The last time I stopped taking my pills, Kylan must have been eleven or twelve. He had just started getting the bus from the end of the lane with Vara, his friend from the farm. I found that now he was away more, at senior school with its additional after-school activities, there was less for me to do in the house. When he was younger, I was so busy, I barely had time to think: he was always there, wanting me. But now, there was only the washing, ironing, dusting, and making his dinner. I had already had time to make stacks of stockpiled meals, waiting in the freezer. I started to look for the shadows of dust that fell on things.
But it wasn’t just that there was less to do and the house was so quiet. I felt him slipping away from me. In the evenings, I would meet him from the bus and ask him questions as we walked home, but he wanted to talk less and less. He kept more to himself, and I missed the shape of his child’s body, grasping after me. One day, he told me he didn’t need me to collect him from the bus stop any more. I said that I liked to, but he insisted that he could walk down the lane by himself. Hector said it was norm
al, that he was growing up. But it was easy for him to say: Kylan had started talking to him more.
So I stopped taking my pills because I wanted something to happen. I suppose I wanted him to notice me again. I almost welcomed the weariness that came without them: the heavy darkness I dimly remembered which begin to follow me around again. I would be doing a job in the kitchen, and before I knew it, I would be out on the porch step, numbly watching the horizon. Kylan would come in from school and find me there. Dinner was never ready, and his bed hadn’t been made. Sometimes I cried without understanding why, and couldn’t stop even with Kylan’s warm body against mine, his hair against my nose. I remember clinging on to him, whispering in his ear, waiting for it to pass.

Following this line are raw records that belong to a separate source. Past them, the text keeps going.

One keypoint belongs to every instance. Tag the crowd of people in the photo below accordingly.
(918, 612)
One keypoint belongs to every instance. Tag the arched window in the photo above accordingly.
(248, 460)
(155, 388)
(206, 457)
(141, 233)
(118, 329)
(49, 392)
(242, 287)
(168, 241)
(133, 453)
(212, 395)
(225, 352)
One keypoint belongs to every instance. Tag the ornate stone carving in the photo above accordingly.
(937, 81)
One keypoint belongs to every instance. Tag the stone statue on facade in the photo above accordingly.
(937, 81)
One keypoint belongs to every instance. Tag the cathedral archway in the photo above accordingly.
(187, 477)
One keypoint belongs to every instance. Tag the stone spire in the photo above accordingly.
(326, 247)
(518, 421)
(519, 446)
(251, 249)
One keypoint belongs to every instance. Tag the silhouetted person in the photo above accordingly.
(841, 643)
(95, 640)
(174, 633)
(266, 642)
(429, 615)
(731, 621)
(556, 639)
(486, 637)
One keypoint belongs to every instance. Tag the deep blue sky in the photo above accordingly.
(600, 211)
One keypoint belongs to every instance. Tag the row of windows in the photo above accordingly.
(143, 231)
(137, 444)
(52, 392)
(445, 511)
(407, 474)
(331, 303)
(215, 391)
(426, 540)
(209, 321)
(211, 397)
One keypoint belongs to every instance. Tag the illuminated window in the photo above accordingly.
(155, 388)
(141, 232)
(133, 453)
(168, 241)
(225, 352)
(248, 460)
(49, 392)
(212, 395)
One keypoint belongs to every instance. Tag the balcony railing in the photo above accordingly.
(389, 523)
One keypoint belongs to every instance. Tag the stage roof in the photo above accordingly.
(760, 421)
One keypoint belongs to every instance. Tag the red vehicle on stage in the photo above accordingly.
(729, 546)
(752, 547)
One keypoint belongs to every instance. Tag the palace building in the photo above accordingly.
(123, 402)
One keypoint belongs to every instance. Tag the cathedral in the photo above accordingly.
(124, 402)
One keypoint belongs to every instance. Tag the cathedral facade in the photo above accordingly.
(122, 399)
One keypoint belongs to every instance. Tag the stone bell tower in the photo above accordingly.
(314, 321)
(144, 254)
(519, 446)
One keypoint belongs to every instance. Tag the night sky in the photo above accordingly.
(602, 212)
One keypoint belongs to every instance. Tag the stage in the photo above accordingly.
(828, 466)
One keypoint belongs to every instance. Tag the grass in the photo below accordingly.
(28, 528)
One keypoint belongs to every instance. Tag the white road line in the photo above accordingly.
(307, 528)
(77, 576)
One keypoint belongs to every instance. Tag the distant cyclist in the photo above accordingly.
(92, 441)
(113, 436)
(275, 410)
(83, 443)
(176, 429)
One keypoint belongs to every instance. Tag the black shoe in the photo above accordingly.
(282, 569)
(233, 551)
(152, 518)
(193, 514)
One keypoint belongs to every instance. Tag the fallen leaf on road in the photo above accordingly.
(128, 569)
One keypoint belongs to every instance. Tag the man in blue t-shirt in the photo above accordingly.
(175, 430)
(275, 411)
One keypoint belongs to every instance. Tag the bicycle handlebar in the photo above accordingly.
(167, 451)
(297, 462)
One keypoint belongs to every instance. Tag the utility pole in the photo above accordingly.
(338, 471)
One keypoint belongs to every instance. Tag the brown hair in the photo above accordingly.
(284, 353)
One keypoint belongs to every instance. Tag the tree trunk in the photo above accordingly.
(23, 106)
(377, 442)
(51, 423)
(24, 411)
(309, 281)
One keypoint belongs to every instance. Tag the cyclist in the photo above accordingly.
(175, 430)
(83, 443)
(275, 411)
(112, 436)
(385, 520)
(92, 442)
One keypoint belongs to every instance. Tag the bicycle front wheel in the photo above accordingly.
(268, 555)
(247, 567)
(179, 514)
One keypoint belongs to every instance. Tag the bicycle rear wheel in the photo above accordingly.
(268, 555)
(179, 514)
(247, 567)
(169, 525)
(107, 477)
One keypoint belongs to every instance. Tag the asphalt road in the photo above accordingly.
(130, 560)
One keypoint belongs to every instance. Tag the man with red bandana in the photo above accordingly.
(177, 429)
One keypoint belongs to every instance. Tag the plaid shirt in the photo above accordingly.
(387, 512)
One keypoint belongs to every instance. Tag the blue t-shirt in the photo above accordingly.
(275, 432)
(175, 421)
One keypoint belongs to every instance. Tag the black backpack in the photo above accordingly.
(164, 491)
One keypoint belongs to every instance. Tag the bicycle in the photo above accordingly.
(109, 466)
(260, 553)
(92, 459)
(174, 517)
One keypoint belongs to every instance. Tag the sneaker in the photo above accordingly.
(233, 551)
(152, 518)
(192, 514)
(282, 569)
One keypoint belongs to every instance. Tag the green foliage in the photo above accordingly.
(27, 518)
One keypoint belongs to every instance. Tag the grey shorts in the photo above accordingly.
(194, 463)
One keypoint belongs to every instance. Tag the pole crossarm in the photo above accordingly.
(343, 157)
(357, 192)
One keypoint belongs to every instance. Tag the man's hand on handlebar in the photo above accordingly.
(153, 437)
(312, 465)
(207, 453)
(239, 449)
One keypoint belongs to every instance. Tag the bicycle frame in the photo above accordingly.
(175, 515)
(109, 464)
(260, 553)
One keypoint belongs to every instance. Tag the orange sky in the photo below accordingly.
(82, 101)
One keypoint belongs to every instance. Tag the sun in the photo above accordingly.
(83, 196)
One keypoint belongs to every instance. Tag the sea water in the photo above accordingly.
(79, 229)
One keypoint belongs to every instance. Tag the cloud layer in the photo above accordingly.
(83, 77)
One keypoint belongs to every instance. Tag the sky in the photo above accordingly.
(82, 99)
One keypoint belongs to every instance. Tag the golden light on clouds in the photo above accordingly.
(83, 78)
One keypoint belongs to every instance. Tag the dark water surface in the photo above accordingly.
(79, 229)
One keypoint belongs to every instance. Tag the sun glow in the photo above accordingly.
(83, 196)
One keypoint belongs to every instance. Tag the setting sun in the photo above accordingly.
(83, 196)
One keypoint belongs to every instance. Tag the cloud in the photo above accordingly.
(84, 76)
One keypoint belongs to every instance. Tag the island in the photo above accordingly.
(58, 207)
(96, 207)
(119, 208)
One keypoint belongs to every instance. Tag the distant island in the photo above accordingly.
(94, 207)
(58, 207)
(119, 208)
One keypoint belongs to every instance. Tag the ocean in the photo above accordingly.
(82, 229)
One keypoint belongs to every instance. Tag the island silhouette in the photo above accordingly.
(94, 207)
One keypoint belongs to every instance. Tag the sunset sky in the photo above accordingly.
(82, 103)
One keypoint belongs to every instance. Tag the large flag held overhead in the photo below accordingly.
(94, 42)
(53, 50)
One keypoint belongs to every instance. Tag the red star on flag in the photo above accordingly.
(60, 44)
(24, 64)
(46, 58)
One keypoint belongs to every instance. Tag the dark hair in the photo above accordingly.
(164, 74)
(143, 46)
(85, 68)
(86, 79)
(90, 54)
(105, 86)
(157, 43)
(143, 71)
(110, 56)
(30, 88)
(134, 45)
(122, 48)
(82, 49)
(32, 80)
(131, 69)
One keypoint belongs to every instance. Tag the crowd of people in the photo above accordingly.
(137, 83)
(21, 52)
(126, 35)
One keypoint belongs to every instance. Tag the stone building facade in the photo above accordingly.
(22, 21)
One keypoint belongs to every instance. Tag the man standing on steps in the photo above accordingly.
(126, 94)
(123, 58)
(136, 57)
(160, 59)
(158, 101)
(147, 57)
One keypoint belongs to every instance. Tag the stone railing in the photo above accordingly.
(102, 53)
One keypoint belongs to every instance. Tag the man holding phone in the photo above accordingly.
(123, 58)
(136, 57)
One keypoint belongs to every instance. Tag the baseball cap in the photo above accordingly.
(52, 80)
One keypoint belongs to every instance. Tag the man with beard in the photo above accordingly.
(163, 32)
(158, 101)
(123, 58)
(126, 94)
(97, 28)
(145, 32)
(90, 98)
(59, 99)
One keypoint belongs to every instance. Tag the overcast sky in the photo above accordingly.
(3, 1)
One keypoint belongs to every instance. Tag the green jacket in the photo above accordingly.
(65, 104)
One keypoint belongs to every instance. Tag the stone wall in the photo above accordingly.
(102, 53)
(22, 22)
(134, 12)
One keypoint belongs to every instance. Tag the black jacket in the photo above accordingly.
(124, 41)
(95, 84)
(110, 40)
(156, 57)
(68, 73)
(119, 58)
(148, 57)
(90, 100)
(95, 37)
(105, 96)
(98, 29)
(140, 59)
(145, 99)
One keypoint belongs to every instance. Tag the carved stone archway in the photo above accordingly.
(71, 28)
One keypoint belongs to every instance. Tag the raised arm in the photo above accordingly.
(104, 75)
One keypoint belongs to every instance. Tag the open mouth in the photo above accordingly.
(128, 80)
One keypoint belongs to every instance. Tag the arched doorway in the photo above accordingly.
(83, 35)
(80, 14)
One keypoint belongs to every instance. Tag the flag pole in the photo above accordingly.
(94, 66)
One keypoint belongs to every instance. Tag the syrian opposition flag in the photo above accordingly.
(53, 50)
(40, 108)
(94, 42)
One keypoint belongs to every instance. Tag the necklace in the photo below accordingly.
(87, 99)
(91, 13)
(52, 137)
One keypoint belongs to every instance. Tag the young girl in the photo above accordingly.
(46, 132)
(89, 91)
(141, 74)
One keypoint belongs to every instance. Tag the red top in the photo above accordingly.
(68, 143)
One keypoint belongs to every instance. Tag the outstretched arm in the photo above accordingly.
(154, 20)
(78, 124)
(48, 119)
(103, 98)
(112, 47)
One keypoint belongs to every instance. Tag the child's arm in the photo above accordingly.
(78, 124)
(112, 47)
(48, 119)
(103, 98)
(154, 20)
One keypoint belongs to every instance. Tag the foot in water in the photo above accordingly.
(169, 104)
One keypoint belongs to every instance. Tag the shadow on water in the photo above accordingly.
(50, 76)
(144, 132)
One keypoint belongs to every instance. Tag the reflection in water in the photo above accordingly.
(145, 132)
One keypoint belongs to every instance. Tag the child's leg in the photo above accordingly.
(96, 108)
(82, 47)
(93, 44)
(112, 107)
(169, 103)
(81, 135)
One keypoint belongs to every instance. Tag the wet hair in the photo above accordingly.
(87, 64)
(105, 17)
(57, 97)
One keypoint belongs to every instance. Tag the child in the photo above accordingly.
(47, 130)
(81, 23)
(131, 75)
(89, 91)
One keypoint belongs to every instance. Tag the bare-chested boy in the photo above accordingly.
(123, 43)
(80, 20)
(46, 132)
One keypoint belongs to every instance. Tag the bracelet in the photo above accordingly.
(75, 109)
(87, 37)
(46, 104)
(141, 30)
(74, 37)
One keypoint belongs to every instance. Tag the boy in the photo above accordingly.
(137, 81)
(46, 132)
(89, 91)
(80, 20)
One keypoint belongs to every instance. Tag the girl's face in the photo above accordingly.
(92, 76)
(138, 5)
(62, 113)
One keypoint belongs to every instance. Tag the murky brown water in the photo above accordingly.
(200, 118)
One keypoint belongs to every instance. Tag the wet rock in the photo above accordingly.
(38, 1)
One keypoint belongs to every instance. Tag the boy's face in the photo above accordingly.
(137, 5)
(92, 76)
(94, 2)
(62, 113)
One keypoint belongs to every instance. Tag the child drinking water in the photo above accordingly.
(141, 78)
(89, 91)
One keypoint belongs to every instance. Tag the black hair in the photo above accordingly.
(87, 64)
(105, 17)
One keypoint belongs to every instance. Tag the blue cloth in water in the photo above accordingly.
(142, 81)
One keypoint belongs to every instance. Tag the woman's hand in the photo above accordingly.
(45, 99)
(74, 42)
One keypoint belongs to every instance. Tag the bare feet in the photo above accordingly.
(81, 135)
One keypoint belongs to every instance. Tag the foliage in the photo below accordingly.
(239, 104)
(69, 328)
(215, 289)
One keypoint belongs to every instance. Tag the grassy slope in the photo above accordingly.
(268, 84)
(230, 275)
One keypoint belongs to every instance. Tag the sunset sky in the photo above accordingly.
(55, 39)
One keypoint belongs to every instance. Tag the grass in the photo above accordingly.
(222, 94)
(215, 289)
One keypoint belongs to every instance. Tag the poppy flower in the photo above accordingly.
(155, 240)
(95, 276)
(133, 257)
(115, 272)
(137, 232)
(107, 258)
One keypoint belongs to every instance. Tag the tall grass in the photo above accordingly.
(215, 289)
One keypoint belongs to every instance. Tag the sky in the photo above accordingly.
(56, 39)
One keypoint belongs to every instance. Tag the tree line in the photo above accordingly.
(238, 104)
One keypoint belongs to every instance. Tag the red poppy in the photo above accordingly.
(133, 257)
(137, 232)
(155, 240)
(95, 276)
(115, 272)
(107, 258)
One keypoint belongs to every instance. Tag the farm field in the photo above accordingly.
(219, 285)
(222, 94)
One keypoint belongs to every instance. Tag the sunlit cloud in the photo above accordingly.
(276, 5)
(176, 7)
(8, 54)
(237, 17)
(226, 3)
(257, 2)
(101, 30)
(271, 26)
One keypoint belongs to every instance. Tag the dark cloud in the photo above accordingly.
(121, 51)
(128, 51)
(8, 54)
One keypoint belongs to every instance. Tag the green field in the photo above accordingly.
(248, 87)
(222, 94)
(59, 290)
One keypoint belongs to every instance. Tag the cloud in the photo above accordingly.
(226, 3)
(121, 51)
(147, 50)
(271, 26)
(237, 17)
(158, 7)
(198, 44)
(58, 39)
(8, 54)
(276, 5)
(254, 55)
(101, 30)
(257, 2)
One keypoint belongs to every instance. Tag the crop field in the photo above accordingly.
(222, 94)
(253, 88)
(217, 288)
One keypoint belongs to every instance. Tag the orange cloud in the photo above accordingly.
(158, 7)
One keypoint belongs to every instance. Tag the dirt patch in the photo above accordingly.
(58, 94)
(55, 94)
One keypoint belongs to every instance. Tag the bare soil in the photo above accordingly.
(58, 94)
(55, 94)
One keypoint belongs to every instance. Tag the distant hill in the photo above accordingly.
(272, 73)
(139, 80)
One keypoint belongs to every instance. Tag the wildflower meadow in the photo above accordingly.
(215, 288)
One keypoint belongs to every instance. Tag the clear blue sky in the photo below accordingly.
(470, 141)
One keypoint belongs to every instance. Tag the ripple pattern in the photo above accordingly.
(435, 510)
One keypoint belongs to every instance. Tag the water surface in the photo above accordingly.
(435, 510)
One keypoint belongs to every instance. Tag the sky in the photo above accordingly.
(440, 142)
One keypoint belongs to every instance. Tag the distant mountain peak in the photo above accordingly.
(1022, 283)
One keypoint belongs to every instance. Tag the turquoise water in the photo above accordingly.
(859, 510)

Eventually, Kylan told Hector, and he got it out of me that I had stopped taking my pills. He said it wasn’t good for Kylan to have to do everything himself. Children need order and routine: to be surrounded by stability. That’s when he started to check up on me.
‘Some people just need a little help, Marta,’ he said. ‘It’s nothing to be ashamed of.’
And now, Kylan isn’t here again and the silent house makes me want to scream. He isn’t coming back this time, and there’s no reason for me to hold it together. There is even less to do these days. Skipping my pills is like an experiment, one I allow to continue because in my worst moments, I long for something bad to happen. If it does, maybe Kylan will come back and help to take care of me.
And I like the warm, strong feeling I get from fooling Hector. It is better than feeling nothing at all.
Thinking I hear him on the landing, I make myself get up and take out the ingredients for bread. I stand, watching the neat packages of flour, yeast, butter, waiting for the whirr of the bathroom fan, the sounds of the shower. I want to seem busy, but the pressure of Hector above me makes me feel tired and after some time, I put the ingredients away again, into their proper places.